Just to clarify the above:Dr. Maserati said:...the answer of Lims role is within Landis statements.
http://sports.espn.go.com/los-angeles/news/story?id=5627457Lim, a Ph.D. in exercise physiology who joined Team RadioShack for the 2010 season, has consistently denied the allegations by Landis, who also accused seven-time Tour winner Armstrong of doping.
"Floyd's admission speaks for itself," he told Ford last May. "The only thing I know with certainty is that I could not work with an athlete whom I knew to be using performance-enhancing drugs. I've worked very hard to make this a better sport."
Landis told Ford a different account last spring, saying that he paid Lim $80,000 during the 2005 season, chiefly for helping with the logistics of transporting bags of Landis' own blood to be transfused. The method, known as blood doping, increases an endurance athlete's ability to process oxygen.
Lim vehemently denied the arrangement and said Landis paid him a fraction of that amount for training advice only.
"The thing is, he really didn't know anything about the doping, and by that time, I had learned it all," Landis told Ford during a lengthy interview last May, his first public admission that he had lied for the previous four years about doping during his career.
"I just needed somebody around that was smart and educated and I could trust, with dealing with logistics. I originally hired him to be an assistant and be around when I was training and drive a car behind me. ... Eventually he did help me with the other stuff. But it was more my own knowledge that I used to do that, it wasn't any advice I got from him. He just happened to help because it was there."

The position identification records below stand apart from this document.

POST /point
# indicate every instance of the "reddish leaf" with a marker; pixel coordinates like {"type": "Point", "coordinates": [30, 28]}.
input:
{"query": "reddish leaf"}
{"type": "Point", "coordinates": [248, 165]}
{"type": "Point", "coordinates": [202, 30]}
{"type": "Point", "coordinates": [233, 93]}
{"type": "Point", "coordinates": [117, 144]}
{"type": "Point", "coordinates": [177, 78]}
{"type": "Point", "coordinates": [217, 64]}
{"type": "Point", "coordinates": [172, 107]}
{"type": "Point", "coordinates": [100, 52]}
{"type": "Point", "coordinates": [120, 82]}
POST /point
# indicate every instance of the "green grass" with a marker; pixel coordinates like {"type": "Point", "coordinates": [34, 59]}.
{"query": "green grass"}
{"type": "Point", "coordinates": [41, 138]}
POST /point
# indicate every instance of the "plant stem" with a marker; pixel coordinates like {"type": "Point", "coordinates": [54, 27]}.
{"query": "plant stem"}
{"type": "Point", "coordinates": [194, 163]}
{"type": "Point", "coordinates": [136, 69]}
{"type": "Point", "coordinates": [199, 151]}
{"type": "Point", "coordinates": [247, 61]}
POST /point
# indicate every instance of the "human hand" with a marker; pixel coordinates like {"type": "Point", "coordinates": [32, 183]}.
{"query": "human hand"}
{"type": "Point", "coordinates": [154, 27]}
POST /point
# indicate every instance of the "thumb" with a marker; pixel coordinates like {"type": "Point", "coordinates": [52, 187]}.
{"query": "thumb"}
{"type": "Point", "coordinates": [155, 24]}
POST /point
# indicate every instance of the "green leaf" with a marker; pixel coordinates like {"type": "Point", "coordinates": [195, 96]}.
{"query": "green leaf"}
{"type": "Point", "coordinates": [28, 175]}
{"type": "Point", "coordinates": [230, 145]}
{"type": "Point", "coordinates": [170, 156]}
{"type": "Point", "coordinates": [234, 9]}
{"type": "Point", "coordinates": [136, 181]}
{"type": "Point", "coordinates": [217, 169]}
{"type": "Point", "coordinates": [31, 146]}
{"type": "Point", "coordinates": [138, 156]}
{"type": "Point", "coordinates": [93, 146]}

131313 said:I think in Vaughters' case you're off-base. I don't you can take every single rider who took drugs and put them in some monolithic group where they all think and act the same. People just aren't like that. I'm hardly a JV apologist but take a look at his career path vs. someone like Riis: he quit the sport and left a big contract behind to go ride for 20K a year doing domestic races on a tiny team. After that, he started was was basically a devo team with teenage Cat 1's, a team with a budget less than many amateur teams. Meanwhile, Riis doped himself to a TDF win and immediately started a high-profile team, doping riders up to win Grand Tours.
the big ring said:Can you guesstimate at all how much money JV would have tucked away as a pro when he retired? Riding for $20k sounds like your mortgage would be in trouble, not to mention eating and paying the utilities.
Is Riis personally making any money with his team?
I am wondering how much these team owners actually make, and how much of the desire to continue is driven from wanting to continue winning / being in the "scene" vs making money.
Particularly if they are already established, houses here and there, nice car and no real need to earn a buck.